In the Daily Telegraph, Chris Harvey gives the show five out of five stars, describing it as the "most ambitious TV drama for a long time", while Andrew Billen in The Times calls it "slow, hypnotic and brilliant", also giving it five stars.
"Saturday's first episode reminded us that television no longer needs to cringe at the edge of its ancestor's red carpets," says Billen. "True Detective delivers all the satisfactions of a Hollywood classic but with the additional opportunities granted by eight hours of storytelling."
The series is "stunningly cinematic and literary in a manner that at least matches Twin Peaks, Breaking Bad and The Wire", says Jim Shelley in the Daily Mail. He notes that in America, where HBO has already aired five episodes, True Detective has already generated the same obsessive following as Breaking Bad.
"This is as cinematic as television gets," says Ellen E Jones in The Independent.
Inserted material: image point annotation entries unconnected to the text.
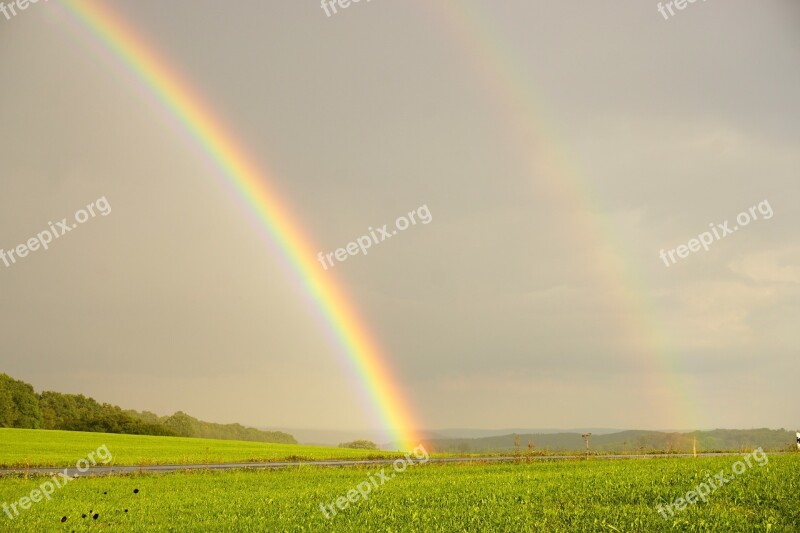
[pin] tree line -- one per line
(21, 407)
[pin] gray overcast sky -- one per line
(521, 304)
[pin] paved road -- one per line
(161, 469)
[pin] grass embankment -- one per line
(570, 496)
(30, 448)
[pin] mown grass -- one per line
(24, 448)
(573, 496)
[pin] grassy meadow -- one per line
(572, 496)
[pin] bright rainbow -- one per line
(364, 357)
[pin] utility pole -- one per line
(586, 438)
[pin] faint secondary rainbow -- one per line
(365, 359)
(470, 26)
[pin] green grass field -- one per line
(580, 495)
(571, 496)
(26, 447)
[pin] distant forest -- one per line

What makes it so distinctive is that "when it ends, it ends", she adds. "There will be no irritating cliff-hanger to be taken up next season, and if a second season does materialise, it will be with different actors, different characters and a different setting."
The Daily Beast's Andrew Romano, who has watched up to episode four, describes this format as "revolutionary", suggesting that other shows such as Homeland would have been "vastly superior" if they had wrapped up at the end of season one.
"True Detective is the rare show that's brave enough to make viewers so uncomfortable," says Romano. "And brave enough not to overstay its welcome once it has."
Romano is already convinced that the show will "reign supreme" when he compiles his Top Ten list of 2014 television shows in December, adding that it is "not only one of the most riveting and provocative series I've seen in the last few years; it's one of the most riveting and provocative series I've ever seen".